Fujimori, 41, who enjoyed a 5 percentage point lead less than a week ago, is now in a statistical tie with former World Bank economist Pedro Pablo Kuczynski, according to three surveys taken since Tuesday.
"We are reaching a very Peruvian finale to this election, with uncertainty over who is going to win," said Fernando Tuesta, a political analyst at Lima's Catholic University, referring to the unpredictable nature of Peruvian politics.
"Anything can happen," he said in an interview on Friday.
Fujimori won 50.3 percent of valid votes in a mock voting exercise conducted by pollster Gfk on Wednesday and Thursday, compared with Kuczynski's 49.7 percent. The survey seen by Reuters but not made public in Peru had a 2.3 point margin of error, up or down.
The conservative Fujimori ended her campaign by dancing in front of thousands of orange-clad fans on the outskirts of Lima Thursday night, and told voters her opponent did not know their country as well as she did and would not be tough enough on crime.
Kuczynski, 77, held a more subdued closing event in the southern city of Arequipa, as supporters chanted "democracy yes! dictatorship no!" in reference to Fujimori's father Alberto, who governed Peru from 1990 until 2000 and is now in jail for corruption and human rights abuses.

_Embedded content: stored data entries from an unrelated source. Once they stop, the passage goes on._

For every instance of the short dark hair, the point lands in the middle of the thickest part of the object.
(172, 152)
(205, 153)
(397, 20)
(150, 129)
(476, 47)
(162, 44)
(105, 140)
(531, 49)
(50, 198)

Fujimori, whose brand of right-wing populism appeals more to poor voters, has pledged to respect democracy and distanced herself from her father since losing the 2011 election. Some voters still support the elder Fujimori, however, and say measures like shutting Congress were necessary to end the Maoist Shining Path insurgency.
Both candidates favour maintaining Peru's free-market economic model. They defeated a leftist candidate in a first-round vote in April, as left-wing politics has fallen out of favour in much of Latin America.
Fujimori won 51.6 percent of valid votes in a mock voting exercise conducted on Tuesday and Wednesday by CPI, compared with Kuczynski's 48.4 percent. CPI's survey had a 2.3 point margin of error, up or down. A CPI poll conducted May 26 and 27 gave Fujimori 54.8 percent of valid votes.
A poll by Datum had similar results.